I am…The eternal optimist, very talkative, active, lots of energy, fun to be around, I’m comfortable being the center of attention, I wear my emotions on my sleeve, I can be intense and passionate, my moods can direct who I am at the time, intuitive, I’m comfortable in a leadership role…I can be melodramatic and grandiose.


I am…Introverted, sensitive, high morals, good at what I do, curious nature, easily lost in thoughts or a book, more a thinker than a doer, material things and sometimes social pressures don’t really motivate me, introspective, I avoid anger at all costs but can be very passionate about truth and doing the right thing, I enjoy debate and new information…I can feel insecure, unappreciated and lonely.


I am….Outgoing, live life to the fullest, affectionate, attractive, passionate, emotionally expressive, fickle, “in touch” with emotions, flirtatious, other people are drawn to me, a “people person”, live for love, I can be manipulative when needed, but can be easily manipulated as well, I can overreact or emotionally shut-down or act out.

Dr. Helen Fisher also has personalities that relate to brain chemistry. She breaks them down by 4 main types, her Online Test.


Explorer creative Artisan yellow dopamine
Builder sensible Guardian blue serotonin
Director reasoning Rational red testosterone
Negotiator intuitive Idealist green estrogen/oxytocin

Simon Baron-Cohen describes Systemizers and Empathizers

And Temple Grandin Describes Word, Picture and Pattern Thinkers. Pattern Thinkers tend to be Dreamers. Picture Thinkers Stars and Lovers, and Word Thinkers Guardians and Warriors. Temple Grandin discusses these thinking types in depth in her article “Different Thinking Types in Autism“. (descriptions below)

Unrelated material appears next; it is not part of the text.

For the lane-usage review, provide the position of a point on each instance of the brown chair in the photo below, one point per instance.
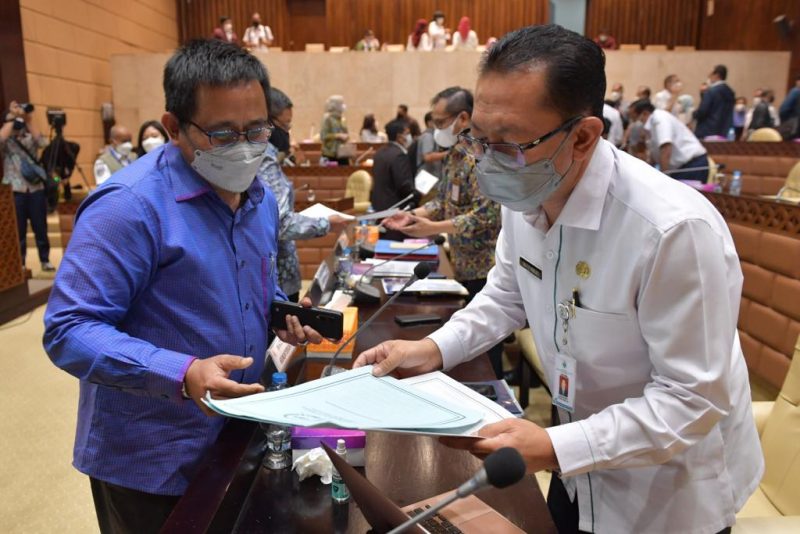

From, Fisher, Grandin, Cohen and Lesser these thinking types and personalities may overlap like so:

Word Thinkers

Dr. Lessor: Guardian-Warriors

Dr. Fisher: Negotiator-Builder

Dr. Cohen: An Estrogen or Female Brain (High Empathizers)

Pattern Thinkers

Dr. Lessor: Dreamers

Dr. Fisher: Directors

Dr. Cohen: The Testosterone or Male Brain (High Systemizers)

Picture Thinkers

Dr. Lessor: Star-Lovers

Dr. Fisher: Explorers

Dr. Cohen: The Balanced Brain (equally systemizing and empathizing)

Temple Grandin’s Thinking Types

1. Visual thinking

2. Music and Math thinking

3. Verbal logic thinking


These children often love art and building blocks, such as Legos. They get easily immersed in projects. Math concepts such as adding and subtracting need to be taught starting with concrete objects the child can touch. Drawing and other art skills should be encouraged. If a child only draws one thing, such as airplanes, encourage him to draw other related objects, such as the airport runways, or the hangers, or cars going to the airport. Broadening emerging skills helps the child to be more flexible in his thinking patterns. Keep in mind that verbal responses can take longer to form, as each request has to be translated from words to pictures before it can be processed, and then the response needs to be translated from pictures into words before it is spoken.



Patterns instead of pictures dominate the thinking processes of these children. Both music and math is a world of patterns, and children who think this way can have strong associative abilities. They like finding relationships between numbers or musical notes; some children may have savant-type calculation skills or be able to play a piece of music after hearing it just once. Musical talent often emerges without formal instruction. Many of these children can teach themselves if keyboards and other instruments are available.



These children love lists and numbers. Often they will memorize bus timetables and events in history. Interest areas often include history, geography, weather and sports statistics. Parents and teachers can use these interests and talents as motivation for learning less-interesting parts of academics. Some verbal logic thinkers are whizzes at learning many different foreign languages.